The community of our small groups, friends, or spouses can also provide encouragement to press on and to hold us accountable to grow in the discipline of daily devotionals. “Let us consider how to stir up one another to love and good works… encouraging one another” (Hebrews 10:24-25).

Hard Texts

As Christians, we begin with the assumption that “all Scripture is God breathed” (2 Timothy 3:16). Nonetheless, we may wonder: Why does God inspire texts that He knows will be hard for His people? Let’s consider three problems and how to deal with them.

1) We don't understand 

Parts of the Bible are difficult to grasp. It takes years of hearing faithful preaching and personal study to see how obscure books (ahem, Leviticus!) and passages fit into the overall message of the Bible, which is why we must persevere.

This does not mean we cannot instantly benefit from the Bible—far from it. But we must recognize that sometimes the benefits are cumulative. After nearly two decades in the Bible, I feel I get more out of it day by day. For instance, genealogies used to be painstaking, but now I find them fascinating! There is still much I do not know and texts which I find hard to understand, but the fruits of consistent reading over time are sweet indeed.

Martin Luther’s approach is helpful: “First I shake the whole Apple tree that the ripest might fall. Then I climb the tree and shake each limb, and then each branch and then each twig, and then I look under each leaf.”

2) We do understand

Some truths of the Bible bring us to the extremities of our own understanding. Sometimes I get caught up in God’s attributes—like reading of God’s inexhaustible love and patience toward His rebellious people. Other times there are harder truths which I accept but cannot fully understand, like God’s wrath and the eternal punishment of unbelievers, or the doctrines of particular redemption.

Having a community where I can discuss what I am reading and contemplating has been absolutely essential. Whether my small group, my wife, friends, or a mentor figure, by sharing my doubts and struggles with Scripture, I bring them into the light and gain invaluable feedback and comfort through their council.

3) We don't know how to apply it

Not only is the whole Bible inspired by God, it is also “profitable for teaching, for reproof, for correction, and for training in righteousness” (2 Timothy 3:16-17) But for many of us, much of the Bible can seem irrelevant to our daily lives.

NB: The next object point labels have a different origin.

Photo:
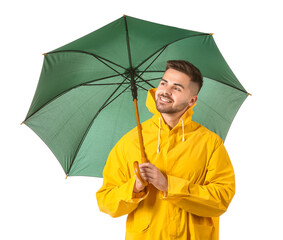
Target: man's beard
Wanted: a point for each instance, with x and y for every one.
(162, 108)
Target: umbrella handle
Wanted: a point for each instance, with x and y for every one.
(138, 174)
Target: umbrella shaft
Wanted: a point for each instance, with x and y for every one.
(143, 158)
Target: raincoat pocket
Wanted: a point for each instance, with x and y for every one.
(203, 232)
(138, 221)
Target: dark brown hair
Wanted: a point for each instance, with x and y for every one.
(189, 69)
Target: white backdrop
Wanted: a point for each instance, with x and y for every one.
(38, 203)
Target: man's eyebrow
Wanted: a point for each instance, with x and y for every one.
(177, 84)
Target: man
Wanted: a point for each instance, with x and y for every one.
(191, 179)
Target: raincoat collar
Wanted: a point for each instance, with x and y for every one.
(150, 103)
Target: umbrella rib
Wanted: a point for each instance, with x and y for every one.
(210, 79)
(244, 91)
(90, 124)
(92, 54)
(146, 81)
(142, 87)
(116, 97)
(139, 76)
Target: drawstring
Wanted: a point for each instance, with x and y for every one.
(183, 130)
(159, 136)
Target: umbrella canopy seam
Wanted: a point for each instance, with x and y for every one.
(89, 126)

As much as we sometimes wish it was, the Bible is not a handbook organized by topic (e.g. prayer, marriage). The Bible is primarily a story—the true story about the Triune God of love who created the world, whose people rebelled against Him, and whom He saved by grace ultimately through the sending of His Son to die the death that rebellious people deserve, and to offer eternal life to all who believe. It is about the Gospel of Jesus Christ. Though many individual topics get addressed, our task more to enter this Gospel story and apply it to every aspect of our lives.

Hard Times

God has inspired hard texts in Scripture, and God is sovereign over our hard times. There will be nothing that comes into your life this year that God does not already know about and that God does not allow. It is God’s will that you glorify him through these times through relying on His grace through them.

How will you receive His grace? A primary means God has ordained is His Word. Luther says that hard times can actually help us understand the Bible better: “The devil and temptations also do give occasion unto us somewhat to learn and understand the Scriptures, by experience and practice. Without trials and temptations we should never understand anything thereof; no, not although we diligently read and heard the same.”

In hard times, it is tempting to waver in our commitments to God’s Word. But the Word anchors us in the storms, it is the rock when the ground below us shakes, and it is the Wisdom of God when all the knowledge of the world is not enough.

Conclusion

The great Puritan preacher and theologian Jonathan Edwards wrote the following resolution when he was 18 years old “Resolved, to study the Scriptures so steadily, constantly and frequently, as that I may find, and plainly perceive myself to grow in the knowledge of the same." (Resolutions, 28)

May we press on with similar resolve this year.